Amesh Adalja, an infectious diseases physician, has a contrarian perspective on this. He dismisses arguments about government funding of research, as do some others, who note that the Bayh-Dole Act enables universities and businesses to patent inventions from such research.

Adalja continued via email, “Gilead has a moral right to charge what they want for their product and enter into whatever arrangements they choose. Lenacapavir is their property and it is just for them to produce and trade it in whatever manner they determine will yield the best return for their shareholders.”

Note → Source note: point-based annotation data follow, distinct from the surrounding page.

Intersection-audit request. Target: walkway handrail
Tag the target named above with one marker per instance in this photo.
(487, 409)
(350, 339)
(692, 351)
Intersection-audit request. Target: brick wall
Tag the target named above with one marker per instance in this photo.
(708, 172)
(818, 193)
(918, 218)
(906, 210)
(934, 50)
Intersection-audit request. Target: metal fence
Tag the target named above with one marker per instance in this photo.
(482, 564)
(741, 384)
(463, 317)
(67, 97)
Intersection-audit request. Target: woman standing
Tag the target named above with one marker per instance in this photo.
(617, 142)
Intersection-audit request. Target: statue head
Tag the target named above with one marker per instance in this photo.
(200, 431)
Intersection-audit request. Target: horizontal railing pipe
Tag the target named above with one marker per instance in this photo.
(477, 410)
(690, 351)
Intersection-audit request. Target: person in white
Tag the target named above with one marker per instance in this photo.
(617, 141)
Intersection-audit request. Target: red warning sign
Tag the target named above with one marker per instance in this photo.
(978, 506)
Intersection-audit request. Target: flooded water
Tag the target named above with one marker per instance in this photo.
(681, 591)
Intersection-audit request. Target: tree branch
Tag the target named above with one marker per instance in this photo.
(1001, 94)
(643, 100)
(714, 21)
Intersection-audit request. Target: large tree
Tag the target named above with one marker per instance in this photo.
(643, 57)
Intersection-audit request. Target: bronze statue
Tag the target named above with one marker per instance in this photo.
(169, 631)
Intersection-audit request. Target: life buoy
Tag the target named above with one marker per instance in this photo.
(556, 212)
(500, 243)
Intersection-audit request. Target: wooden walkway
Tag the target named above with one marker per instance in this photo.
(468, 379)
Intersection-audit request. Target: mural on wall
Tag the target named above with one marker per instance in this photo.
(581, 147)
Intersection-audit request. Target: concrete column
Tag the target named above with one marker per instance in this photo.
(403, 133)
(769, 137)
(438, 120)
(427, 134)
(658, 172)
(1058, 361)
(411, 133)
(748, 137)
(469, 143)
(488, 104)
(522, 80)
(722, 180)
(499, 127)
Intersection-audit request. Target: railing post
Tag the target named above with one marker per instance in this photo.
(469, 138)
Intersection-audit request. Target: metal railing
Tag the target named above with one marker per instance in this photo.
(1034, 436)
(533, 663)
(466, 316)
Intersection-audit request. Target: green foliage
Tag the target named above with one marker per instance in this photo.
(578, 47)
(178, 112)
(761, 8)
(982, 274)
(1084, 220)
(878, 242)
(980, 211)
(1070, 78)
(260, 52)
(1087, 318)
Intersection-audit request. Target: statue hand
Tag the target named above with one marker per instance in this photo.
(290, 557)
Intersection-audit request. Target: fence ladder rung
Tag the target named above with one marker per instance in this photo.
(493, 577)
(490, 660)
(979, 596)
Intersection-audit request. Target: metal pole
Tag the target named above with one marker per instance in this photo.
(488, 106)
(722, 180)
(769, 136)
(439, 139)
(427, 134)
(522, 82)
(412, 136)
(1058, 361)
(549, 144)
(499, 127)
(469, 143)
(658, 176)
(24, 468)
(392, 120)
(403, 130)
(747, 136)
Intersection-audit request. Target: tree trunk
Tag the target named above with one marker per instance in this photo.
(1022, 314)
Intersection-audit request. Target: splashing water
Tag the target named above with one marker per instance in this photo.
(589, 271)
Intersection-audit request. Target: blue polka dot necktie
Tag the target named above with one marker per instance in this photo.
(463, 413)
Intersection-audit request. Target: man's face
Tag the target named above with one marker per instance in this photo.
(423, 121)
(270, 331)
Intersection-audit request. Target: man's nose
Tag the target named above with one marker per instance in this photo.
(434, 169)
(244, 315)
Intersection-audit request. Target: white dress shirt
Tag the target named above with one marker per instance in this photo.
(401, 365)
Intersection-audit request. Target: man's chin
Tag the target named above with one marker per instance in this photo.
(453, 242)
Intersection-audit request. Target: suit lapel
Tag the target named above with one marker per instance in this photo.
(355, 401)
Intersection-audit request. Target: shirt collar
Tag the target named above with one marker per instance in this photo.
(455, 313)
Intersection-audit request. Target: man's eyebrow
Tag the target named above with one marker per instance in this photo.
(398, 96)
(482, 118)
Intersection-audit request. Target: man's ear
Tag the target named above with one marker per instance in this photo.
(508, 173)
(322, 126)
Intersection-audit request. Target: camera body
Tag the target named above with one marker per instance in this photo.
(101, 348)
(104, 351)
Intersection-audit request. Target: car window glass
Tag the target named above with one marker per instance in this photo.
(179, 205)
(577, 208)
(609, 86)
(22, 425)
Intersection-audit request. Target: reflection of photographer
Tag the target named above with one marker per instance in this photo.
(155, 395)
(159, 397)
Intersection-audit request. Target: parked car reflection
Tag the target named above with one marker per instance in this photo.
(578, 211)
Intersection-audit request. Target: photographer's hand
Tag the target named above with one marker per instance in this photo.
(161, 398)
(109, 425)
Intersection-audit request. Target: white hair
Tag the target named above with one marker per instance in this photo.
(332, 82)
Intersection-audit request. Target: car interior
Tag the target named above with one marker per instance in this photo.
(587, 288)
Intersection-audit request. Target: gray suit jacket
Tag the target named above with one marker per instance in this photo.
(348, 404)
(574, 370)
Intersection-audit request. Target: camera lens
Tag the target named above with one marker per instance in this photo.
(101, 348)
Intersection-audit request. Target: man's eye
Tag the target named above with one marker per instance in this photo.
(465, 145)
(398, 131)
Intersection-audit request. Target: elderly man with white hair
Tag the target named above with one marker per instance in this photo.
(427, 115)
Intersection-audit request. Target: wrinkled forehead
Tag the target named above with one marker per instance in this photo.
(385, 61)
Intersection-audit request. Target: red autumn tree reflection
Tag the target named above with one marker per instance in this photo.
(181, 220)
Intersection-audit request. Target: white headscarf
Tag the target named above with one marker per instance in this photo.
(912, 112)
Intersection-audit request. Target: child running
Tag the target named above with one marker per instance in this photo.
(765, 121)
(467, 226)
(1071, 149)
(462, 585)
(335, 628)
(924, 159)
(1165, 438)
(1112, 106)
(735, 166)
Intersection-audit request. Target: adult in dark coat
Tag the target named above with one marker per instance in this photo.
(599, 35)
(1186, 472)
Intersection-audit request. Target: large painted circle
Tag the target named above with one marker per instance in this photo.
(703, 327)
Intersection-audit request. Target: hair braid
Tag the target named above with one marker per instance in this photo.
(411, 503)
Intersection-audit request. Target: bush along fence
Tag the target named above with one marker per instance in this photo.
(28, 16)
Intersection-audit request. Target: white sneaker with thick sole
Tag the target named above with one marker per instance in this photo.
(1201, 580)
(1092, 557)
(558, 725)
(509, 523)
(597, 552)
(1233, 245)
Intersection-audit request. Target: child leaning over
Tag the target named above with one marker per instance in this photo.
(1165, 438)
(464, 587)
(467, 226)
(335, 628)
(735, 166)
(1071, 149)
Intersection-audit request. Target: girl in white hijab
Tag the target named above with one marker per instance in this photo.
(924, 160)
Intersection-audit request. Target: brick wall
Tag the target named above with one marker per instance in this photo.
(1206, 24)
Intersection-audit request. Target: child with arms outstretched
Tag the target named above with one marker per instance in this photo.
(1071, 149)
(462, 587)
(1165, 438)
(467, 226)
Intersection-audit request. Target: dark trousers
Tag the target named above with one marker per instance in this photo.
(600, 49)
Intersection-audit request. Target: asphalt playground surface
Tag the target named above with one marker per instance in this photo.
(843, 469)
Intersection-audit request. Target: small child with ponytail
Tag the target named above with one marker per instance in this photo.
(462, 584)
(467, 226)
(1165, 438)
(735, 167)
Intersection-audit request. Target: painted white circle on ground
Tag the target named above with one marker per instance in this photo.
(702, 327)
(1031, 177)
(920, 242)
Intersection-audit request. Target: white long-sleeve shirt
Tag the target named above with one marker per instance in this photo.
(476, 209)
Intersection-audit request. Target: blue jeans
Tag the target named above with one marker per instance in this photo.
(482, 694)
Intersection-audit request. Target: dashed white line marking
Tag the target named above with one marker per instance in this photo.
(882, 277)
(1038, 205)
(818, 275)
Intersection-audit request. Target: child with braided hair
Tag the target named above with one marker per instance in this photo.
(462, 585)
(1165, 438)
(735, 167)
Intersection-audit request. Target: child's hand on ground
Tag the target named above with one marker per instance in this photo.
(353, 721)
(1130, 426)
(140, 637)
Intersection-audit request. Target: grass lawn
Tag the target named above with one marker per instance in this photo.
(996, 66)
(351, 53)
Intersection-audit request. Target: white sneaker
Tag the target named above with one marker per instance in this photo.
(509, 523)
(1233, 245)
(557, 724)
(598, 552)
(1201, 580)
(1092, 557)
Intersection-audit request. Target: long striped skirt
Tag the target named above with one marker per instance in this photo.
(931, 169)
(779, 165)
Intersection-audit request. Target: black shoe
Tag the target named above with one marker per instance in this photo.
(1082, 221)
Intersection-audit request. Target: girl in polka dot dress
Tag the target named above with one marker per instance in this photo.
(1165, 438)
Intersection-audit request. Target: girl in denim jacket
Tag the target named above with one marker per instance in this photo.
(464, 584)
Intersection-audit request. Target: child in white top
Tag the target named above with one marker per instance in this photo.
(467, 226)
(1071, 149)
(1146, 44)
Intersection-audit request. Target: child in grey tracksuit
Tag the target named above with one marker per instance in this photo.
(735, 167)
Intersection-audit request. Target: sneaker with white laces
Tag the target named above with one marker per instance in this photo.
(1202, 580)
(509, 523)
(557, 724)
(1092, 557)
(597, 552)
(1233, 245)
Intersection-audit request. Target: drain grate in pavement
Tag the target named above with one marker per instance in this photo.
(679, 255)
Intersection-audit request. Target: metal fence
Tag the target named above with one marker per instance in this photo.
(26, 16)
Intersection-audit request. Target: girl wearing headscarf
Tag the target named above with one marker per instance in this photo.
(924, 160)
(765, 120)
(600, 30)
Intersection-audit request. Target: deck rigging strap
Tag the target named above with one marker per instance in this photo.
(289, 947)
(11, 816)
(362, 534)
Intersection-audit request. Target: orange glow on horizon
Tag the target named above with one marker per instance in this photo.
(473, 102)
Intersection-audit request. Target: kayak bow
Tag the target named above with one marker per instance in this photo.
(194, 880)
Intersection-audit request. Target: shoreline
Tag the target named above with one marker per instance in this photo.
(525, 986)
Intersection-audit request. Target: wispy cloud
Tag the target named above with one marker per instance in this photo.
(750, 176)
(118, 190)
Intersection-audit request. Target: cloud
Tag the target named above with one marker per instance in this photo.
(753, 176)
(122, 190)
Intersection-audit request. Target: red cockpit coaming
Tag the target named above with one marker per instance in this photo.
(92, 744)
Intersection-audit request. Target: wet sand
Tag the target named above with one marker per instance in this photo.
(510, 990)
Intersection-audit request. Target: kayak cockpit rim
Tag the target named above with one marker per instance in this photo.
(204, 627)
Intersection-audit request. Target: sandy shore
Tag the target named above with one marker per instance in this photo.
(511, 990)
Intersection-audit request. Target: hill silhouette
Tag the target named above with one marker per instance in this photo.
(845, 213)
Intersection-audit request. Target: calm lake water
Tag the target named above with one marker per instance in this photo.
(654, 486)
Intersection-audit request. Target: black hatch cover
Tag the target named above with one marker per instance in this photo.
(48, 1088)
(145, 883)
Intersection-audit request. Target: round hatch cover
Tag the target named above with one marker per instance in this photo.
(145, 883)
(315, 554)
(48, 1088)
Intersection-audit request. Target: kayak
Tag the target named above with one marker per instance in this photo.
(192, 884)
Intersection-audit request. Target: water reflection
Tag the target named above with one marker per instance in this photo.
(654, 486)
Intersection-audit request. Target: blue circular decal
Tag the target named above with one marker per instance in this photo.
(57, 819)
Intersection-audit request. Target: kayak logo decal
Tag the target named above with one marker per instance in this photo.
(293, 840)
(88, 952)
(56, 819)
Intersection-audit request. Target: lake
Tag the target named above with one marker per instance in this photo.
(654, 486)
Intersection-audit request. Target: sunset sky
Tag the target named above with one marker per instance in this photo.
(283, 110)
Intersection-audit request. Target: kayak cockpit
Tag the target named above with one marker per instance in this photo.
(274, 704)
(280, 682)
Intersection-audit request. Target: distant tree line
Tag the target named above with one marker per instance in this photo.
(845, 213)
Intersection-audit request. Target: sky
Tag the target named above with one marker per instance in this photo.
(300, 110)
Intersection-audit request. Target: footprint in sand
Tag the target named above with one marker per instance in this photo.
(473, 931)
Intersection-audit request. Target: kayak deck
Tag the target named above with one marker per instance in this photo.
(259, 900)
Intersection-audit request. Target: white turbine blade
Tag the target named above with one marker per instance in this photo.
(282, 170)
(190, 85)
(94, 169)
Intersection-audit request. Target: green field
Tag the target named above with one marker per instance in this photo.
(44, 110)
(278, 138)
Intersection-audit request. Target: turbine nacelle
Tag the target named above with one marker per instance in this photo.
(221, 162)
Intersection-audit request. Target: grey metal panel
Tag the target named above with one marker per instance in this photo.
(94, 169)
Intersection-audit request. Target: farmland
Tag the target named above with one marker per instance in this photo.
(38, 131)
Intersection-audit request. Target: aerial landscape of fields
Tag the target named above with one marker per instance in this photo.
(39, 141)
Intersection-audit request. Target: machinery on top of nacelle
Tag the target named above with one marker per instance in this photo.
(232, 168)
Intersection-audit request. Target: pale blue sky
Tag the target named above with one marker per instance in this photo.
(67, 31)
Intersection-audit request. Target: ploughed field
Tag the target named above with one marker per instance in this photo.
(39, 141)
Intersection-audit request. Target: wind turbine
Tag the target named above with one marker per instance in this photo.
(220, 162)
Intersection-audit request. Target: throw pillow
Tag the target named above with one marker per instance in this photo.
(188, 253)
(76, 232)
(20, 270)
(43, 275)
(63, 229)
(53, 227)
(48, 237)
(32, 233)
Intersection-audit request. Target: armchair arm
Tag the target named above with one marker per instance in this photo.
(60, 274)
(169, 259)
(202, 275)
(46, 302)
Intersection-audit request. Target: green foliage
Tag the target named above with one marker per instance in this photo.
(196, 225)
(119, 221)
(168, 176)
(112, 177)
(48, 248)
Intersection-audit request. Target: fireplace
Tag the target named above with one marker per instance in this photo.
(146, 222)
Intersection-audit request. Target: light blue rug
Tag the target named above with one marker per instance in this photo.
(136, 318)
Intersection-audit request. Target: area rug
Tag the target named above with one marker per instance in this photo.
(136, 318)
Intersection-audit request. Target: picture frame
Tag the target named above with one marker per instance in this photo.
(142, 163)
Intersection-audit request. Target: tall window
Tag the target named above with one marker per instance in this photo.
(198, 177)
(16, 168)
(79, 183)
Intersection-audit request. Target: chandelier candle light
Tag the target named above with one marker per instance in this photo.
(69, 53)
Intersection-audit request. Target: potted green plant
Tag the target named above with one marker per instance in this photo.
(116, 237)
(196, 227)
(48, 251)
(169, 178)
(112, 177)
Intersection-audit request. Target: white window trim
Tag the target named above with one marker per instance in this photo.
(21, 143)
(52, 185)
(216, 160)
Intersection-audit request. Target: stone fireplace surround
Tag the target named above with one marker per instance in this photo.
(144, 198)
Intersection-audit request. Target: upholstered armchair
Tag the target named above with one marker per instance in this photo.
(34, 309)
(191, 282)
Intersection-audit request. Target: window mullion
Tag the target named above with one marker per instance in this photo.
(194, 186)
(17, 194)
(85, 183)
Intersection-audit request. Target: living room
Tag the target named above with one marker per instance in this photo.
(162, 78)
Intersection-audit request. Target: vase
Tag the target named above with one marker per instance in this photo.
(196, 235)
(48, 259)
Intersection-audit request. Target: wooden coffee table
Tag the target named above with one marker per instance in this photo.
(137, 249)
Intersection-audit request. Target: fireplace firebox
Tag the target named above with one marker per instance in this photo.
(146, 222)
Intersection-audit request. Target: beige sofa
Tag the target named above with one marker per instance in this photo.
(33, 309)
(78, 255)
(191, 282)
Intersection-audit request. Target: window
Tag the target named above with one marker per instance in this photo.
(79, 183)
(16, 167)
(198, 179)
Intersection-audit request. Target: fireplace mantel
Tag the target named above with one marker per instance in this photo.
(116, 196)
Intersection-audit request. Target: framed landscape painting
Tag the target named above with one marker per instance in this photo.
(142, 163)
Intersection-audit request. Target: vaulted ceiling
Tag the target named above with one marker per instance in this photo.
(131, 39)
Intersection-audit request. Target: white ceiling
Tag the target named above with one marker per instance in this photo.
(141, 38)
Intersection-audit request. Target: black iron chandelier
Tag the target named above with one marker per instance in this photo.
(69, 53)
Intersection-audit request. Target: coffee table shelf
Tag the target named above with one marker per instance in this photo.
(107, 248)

Data from the Gates Foundation shows that while 1.3 million people acquired HIV in 2024, only 18% of people who could benefit from preexposure prophylaxis currently have access. It further notes that in a high-burden country, a small-scale expansion of access to 4% of the population would yield a disproportionate benefit — preventing up to 20% of new infections.

Research Ethics

While Gilead has a royalty-free voluntary licensing agreement to supply the generic drug to 120 low and lower-middle-income countries by 2028, thousands will die in the interim. This deal also leaves out middle-income and Latin American countries, a number of which participated in the PURPOSE trials that established the drug’s efficacy — “including Argentina, Brazil, Mexico, and Peru, countries where people participated in pivotal LEN-LA clinical trials that generated the data used by Gilead to secure US FDA approval.”

One of the basic “Belmont principles” of research ethics is distributive justice — the risks and benefits of research participation should be equitably distributed among different populations. Further international standards state that sponsors should give test volunteers access to the proven interventions they helped test. A study by researchers at Yale that was published in JAMA in November found that access to medicines after a trial was most limited in Africa and Latin America. For example, access to medicines in Africa wasn’t available for (median) “40 months after FDA approval—10 times longer than in Western Europe.”

That leads us to the question Ugandan HIV/AIDS researcher Peter Mugyenyi asked at the 2000 International AIDS Conference, “Where are the drugs? The drugs are where the disease is not. And where is the disease? The disease is where the drugs are not.”